"The Soiled Dove of Shallow Hollow," by Sean McCluskey, in Ellery Queen's Mystery Magazine, January/February 2023.
It is rare that a first story makes my best-of-the-week list, rarer still when that first story is a long, possibly novelette-length piece. This is one.
And it's a private eye story, of sorts. What's a private eye story? If you say a story about a private eye you are clearly unaware of what I call the Scudder exception.
When the Private Eye Writers of America were creating the rules for their Shamus Awards one of the very best characters in the field was Lawrence Block's Matt Scudder. For most of his career he had no P.I. licence.
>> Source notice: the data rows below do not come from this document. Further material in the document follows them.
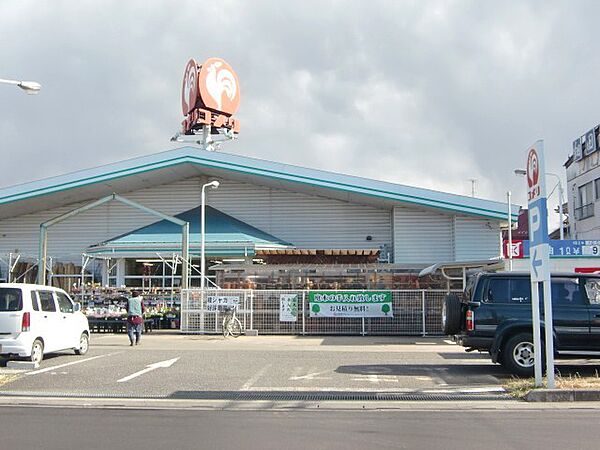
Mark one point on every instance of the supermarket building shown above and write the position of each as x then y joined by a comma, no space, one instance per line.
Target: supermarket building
267,225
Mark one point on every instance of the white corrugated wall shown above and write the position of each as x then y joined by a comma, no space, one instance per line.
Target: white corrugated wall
422,236
306,221
476,238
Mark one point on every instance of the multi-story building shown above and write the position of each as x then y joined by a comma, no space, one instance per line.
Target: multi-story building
583,186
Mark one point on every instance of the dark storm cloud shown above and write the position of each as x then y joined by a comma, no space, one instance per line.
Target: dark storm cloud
422,93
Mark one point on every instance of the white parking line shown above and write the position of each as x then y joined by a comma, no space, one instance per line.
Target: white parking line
248,384
149,368
79,361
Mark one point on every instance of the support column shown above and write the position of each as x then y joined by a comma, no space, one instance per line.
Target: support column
120,272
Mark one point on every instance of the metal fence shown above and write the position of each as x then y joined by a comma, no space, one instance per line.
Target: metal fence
415,312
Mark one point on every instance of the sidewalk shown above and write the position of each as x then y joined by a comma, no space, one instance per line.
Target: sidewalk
164,340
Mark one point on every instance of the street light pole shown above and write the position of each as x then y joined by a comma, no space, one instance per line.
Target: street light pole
214,184
30,87
560,203
509,232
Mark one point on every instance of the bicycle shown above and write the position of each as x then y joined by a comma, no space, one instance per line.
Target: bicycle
231,324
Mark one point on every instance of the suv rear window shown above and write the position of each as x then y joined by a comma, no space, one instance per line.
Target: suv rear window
11,299
565,291
508,290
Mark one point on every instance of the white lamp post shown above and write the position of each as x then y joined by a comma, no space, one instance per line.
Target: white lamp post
508,197
30,87
213,184
560,199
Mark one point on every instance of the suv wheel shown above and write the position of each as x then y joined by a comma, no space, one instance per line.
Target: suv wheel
84,344
37,351
517,355
451,314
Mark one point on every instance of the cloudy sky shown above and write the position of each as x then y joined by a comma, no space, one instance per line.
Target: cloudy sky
430,94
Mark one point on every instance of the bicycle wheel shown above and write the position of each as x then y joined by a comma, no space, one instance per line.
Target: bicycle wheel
235,327
226,326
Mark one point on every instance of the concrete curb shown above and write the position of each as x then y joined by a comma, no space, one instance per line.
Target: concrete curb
563,395
218,405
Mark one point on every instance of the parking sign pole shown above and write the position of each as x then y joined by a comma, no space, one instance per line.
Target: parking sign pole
537,340
549,335
539,261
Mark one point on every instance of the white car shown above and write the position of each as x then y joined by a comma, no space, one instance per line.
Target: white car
36,320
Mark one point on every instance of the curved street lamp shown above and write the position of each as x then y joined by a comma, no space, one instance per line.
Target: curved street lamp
213,184
30,87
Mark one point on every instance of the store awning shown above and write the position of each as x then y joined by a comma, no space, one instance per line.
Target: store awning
225,236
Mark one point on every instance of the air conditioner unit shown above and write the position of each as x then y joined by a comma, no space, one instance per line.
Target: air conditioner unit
590,142
577,151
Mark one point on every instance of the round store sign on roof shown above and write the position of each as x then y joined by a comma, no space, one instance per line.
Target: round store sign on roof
213,85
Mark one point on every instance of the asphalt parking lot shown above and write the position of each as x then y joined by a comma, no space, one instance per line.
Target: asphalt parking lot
178,366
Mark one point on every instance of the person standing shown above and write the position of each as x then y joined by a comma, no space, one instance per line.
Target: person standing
135,319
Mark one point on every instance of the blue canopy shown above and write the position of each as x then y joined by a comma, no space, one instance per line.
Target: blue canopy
225,235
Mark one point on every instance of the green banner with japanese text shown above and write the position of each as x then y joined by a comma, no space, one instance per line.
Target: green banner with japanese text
350,304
So it is not surprising that the rules said, essentially, that a P.I. story had to be about someone who investigates crimes for pay, but doesn't work for the government.
So a lawyer or journalist would qualify but not a cop or a spy. And people like Scudder who, as he put it, did favors for friends who then bought him gifts, was eligible.
Which brings us to Shane Caine, the narrator of our tale. One night in a bar in Georgia he brags about some crimes he solved, not a P.I., but as a person who "just sort of stumble[d] into things."
A man named McDounagh overhears him and is desperate for his help. He lost his wallet to a couple of con artists in a badger game. The wallet contains a top-security I.D. card and if he doesn't get it back by 8 A.M. he will lose his job.
Caine immediately recognizes that the badger game was not the usual variety. Something odd is going on, something beyond a casual theft. What follows is a long but fast investigation that ends in a trail of blood.
I enjoyed the adventure and hope Shane Caine stumbles into some more of them.